Britain’s polluted culture

For England, the present is bleak and the future desolate

The British, writes Dalrymple, were once fond of their gardens, a reflection of love of the countryside. But in most of England’s streets today, gardens have been concreted over to accommodate cars, which are incomparably more important to Britishers than flowers or grass. This

transforms streets from pleasant locations into slums.

Anyone travelling through the countryside concludes that the British

regard it not with veneration but as a litter bin, into which they throw the wrappings of their vile and incontinent refreshments. (They are the fattest people in Europe as well as the most slovenly.)

Local government

believes it has more important things to do than keep streets clean: not only does it have to use a growing proportion of its income to pay the unfunded pensions of past workers, but it has to develop anti-discrimination policies and rectify the natural consequences of the personal improvidence of so large a proportion of the population.

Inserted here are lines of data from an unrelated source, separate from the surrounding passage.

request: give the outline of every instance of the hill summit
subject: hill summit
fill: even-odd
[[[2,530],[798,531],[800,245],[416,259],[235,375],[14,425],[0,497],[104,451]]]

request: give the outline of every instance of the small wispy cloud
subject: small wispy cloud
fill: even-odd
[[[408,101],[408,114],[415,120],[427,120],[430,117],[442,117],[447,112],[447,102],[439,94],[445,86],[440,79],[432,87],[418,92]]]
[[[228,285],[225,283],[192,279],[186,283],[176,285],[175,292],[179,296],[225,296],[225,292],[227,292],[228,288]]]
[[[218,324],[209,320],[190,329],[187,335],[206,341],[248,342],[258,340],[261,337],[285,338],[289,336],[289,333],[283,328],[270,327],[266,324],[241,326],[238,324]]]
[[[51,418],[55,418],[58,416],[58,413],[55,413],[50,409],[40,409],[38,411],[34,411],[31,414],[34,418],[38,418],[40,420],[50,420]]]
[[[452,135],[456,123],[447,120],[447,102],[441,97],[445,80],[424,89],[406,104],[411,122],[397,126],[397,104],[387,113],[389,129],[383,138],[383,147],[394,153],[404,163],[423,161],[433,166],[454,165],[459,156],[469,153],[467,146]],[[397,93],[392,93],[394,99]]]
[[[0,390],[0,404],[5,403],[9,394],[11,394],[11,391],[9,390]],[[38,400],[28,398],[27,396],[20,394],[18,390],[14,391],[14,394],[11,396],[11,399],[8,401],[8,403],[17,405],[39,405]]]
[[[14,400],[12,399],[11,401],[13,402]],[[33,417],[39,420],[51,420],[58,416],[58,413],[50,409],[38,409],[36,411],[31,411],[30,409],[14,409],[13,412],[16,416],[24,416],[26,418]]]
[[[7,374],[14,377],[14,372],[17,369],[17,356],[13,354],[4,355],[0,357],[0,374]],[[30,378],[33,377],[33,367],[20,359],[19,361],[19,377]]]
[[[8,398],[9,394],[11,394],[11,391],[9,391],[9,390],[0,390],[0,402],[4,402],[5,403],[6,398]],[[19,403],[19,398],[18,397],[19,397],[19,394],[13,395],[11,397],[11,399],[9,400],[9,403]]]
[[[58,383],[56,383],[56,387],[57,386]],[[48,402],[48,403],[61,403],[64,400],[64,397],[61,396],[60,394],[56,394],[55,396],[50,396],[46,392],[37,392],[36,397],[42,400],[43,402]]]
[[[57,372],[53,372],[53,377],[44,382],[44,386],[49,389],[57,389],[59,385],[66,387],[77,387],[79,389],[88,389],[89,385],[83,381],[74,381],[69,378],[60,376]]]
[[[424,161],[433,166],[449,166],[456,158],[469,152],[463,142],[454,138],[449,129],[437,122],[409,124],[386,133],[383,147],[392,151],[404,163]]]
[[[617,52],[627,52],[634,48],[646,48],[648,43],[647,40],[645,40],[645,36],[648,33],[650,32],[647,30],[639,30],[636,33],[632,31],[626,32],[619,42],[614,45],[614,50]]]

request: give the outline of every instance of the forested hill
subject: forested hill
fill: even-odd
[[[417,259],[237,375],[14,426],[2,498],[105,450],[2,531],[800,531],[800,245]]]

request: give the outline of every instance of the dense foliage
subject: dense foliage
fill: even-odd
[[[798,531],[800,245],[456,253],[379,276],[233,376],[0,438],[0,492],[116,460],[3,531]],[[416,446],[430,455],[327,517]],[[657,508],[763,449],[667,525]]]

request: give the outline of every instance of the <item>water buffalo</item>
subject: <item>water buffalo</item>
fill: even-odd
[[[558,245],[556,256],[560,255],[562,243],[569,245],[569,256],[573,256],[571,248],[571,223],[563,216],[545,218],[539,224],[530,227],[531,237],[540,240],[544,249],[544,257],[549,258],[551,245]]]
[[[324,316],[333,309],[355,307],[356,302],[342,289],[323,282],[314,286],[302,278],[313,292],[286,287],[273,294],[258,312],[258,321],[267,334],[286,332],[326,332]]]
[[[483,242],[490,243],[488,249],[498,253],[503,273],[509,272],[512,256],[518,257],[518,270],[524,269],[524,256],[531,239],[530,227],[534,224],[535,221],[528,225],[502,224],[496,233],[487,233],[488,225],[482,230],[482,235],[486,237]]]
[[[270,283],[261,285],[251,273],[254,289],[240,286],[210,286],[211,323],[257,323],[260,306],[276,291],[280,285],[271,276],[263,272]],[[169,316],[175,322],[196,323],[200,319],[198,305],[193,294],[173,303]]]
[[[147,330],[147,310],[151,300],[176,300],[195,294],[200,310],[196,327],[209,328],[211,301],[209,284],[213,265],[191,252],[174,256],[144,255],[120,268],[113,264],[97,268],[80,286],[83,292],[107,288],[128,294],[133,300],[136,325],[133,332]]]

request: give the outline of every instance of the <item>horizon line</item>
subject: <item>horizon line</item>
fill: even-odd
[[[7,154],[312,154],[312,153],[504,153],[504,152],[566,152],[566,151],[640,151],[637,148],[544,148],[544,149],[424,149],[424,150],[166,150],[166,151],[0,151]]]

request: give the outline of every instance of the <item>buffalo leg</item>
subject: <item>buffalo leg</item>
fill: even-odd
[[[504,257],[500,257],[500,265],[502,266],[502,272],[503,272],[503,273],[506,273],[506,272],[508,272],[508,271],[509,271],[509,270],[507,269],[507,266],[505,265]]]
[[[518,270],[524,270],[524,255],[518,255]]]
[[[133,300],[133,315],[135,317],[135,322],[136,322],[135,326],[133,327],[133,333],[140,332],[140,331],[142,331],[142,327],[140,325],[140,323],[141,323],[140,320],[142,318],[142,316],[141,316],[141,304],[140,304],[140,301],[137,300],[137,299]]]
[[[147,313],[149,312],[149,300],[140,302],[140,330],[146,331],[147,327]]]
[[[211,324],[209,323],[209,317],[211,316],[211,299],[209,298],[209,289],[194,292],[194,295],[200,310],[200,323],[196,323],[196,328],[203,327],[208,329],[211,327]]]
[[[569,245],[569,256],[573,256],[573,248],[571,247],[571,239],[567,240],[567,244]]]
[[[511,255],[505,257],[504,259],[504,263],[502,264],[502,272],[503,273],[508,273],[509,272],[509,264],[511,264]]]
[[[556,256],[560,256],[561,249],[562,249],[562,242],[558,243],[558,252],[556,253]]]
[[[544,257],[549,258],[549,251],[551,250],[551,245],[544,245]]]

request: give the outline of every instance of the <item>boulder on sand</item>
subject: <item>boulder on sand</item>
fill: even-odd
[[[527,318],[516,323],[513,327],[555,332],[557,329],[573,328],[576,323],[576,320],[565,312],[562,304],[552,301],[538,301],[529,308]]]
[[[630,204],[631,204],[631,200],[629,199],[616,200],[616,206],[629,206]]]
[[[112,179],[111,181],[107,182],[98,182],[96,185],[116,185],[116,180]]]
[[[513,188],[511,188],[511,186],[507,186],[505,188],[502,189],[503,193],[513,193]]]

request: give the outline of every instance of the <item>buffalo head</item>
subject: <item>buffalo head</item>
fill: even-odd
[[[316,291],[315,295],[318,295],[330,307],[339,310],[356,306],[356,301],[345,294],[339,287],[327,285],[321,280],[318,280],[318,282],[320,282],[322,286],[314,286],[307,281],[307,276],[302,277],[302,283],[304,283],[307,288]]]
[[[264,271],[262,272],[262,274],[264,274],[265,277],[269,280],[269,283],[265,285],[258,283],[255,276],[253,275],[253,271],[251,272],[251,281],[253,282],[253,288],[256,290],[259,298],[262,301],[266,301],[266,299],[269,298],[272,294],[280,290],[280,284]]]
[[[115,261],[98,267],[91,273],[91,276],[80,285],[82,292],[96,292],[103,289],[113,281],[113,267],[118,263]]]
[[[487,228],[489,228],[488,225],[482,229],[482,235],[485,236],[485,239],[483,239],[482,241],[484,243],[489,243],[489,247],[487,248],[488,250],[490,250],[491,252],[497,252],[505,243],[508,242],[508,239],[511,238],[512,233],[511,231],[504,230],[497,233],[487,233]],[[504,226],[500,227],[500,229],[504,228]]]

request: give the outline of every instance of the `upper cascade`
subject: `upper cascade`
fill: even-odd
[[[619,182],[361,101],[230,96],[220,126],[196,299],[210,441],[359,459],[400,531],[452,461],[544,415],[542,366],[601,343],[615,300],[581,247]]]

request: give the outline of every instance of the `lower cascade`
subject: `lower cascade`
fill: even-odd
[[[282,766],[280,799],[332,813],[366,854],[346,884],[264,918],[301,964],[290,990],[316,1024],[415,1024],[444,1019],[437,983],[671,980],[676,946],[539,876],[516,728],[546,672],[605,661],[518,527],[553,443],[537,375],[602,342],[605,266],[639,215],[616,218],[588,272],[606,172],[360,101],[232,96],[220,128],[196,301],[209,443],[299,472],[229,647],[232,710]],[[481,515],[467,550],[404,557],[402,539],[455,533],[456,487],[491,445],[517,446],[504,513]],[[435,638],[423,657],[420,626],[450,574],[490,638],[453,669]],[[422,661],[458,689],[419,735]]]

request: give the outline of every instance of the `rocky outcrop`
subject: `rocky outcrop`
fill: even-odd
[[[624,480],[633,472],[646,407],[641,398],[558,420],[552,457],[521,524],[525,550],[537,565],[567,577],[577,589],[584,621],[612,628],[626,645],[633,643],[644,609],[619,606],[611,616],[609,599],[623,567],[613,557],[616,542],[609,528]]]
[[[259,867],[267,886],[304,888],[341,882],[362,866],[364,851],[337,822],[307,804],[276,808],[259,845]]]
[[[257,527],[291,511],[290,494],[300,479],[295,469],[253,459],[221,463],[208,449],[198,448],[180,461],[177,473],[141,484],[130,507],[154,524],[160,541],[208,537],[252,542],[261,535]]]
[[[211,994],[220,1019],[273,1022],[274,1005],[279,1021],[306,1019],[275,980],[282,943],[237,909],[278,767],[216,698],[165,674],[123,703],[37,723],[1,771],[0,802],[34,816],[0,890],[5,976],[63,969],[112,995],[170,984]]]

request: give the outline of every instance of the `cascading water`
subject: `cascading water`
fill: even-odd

The corruption of England’s public administration

is very great: public employment is largely divorced from the production of any public good.

Dalrymple points out that the educational level in Britain is

appallingly low: 17% of British children leave school barely able to read and write, though $100,000 each has been spent on their education. How is such a miracle possible?

It is extremely unlikely that any of these problems will ever be tackled, because the obvious measures that are necessary

would have to be carried out by the very cadre which has inflicted such terrible damage and which combines ideological malevolence with practical incompetence in everything except the acquisition of power.